McClatchy Bluntly Shoots Down Fannie/Freddie Myths

One gets so inured to the silly way of doing business in the media, where the obsessive need to "balance" the scales on any given topic has overwhelmed the need to actually assert that truth does tend to accrue to one side in a dispute of fact. That's why it's so heartening to see somebody, in this case, McClatchy Newspapers, writing ledes like this, in a story entitled, plainly, "Private sector loans, not Fannie or Freddie, triggered crisis":

As the economy worsens and Election Day approaches, a conservative campaign that blames the global financial crisis on a government push to make housing more affordable to lower-class Americans has taken off on talk radio and e-mail.

Commentators say that's what triggered the stock market meltdown and the freeze on credit. They've specifically targeted the mortgage finance giants Fannie Mae and Freddie Mac, which the federal government seized on Sept. 6, contending that lending to poor and minority Americans caused Fannie's and Freddie's financial problems.

Federal housing data reveal that the charges aren't true, and that the private sector, not the government or government-backed companies, was behind the soaring subprime lending at the core of the crisis.
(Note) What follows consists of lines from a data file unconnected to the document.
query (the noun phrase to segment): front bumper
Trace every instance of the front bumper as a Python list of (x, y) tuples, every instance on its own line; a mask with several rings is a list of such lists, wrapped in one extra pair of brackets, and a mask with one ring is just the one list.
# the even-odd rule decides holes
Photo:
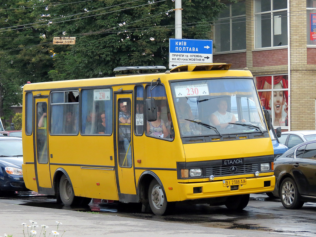
[[(236, 178), (240, 179), (240, 178)], [(227, 179), (233, 179), (231, 178)], [(248, 178), (246, 184), (238, 185), (233, 189), (233, 186), (224, 186), (222, 180), (194, 183), (178, 183), (181, 201), (210, 198), (233, 195), (266, 192), (272, 191), (275, 185), (274, 175)], [(200, 191), (200, 192), (194, 193)]]

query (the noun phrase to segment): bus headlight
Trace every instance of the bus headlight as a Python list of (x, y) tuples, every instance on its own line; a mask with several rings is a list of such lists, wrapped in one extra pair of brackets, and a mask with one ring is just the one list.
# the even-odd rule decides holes
[(197, 177), (202, 175), (201, 169), (191, 169), (190, 170), (190, 177)]
[(17, 175), (23, 175), (22, 169), (15, 167), (10, 167), (7, 166), (5, 168), (5, 172), (9, 174), (15, 174)]
[(260, 165), (260, 169), (262, 171), (268, 171), (270, 170), (270, 163), (262, 163)]

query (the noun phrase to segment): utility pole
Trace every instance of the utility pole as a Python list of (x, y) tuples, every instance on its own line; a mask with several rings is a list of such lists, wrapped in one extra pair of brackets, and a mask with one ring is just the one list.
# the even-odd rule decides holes
[(175, 18), (176, 39), (182, 39), (182, 8), (181, 0), (175, 0)]

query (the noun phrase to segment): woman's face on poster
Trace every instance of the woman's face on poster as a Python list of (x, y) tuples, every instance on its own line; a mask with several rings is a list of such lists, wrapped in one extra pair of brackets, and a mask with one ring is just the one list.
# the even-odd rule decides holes
[(275, 91), (273, 92), (273, 108), (275, 113), (282, 113), (282, 107), (285, 102), (283, 91)]

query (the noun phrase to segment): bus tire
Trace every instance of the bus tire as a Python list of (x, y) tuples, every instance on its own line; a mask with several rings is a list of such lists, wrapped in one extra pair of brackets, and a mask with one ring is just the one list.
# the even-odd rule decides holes
[(247, 206), (249, 202), (249, 194), (230, 196), (225, 202), (225, 205), (234, 211), (240, 211)]
[(59, 181), (59, 195), (64, 205), (70, 206), (75, 204), (76, 197), (74, 189), (68, 178), (63, 174)]
[(168, 203), (162, 187), (155, 179), (149, 185), (148, 200), (150, 209), (154, 214), (162, 216), (166, 213)]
And from there, rather than decorate their article with a bunch of rhetorical nonsense designed to level the playing-field for a side that's determined not to play, the reporters here -- David Goldstein and Kevin G. Hall -- simply lay out evidence that backs up their claim. Moreover, despite having named two disputants to their case, in this case Neil Cavuto and Charles Krauthammer, Goldstein and Hall prove themselves resistant to the idea that status somehow equates to authority, and points out where the other side is wrong.

What can I say? It turns out this sort of journalism is possible!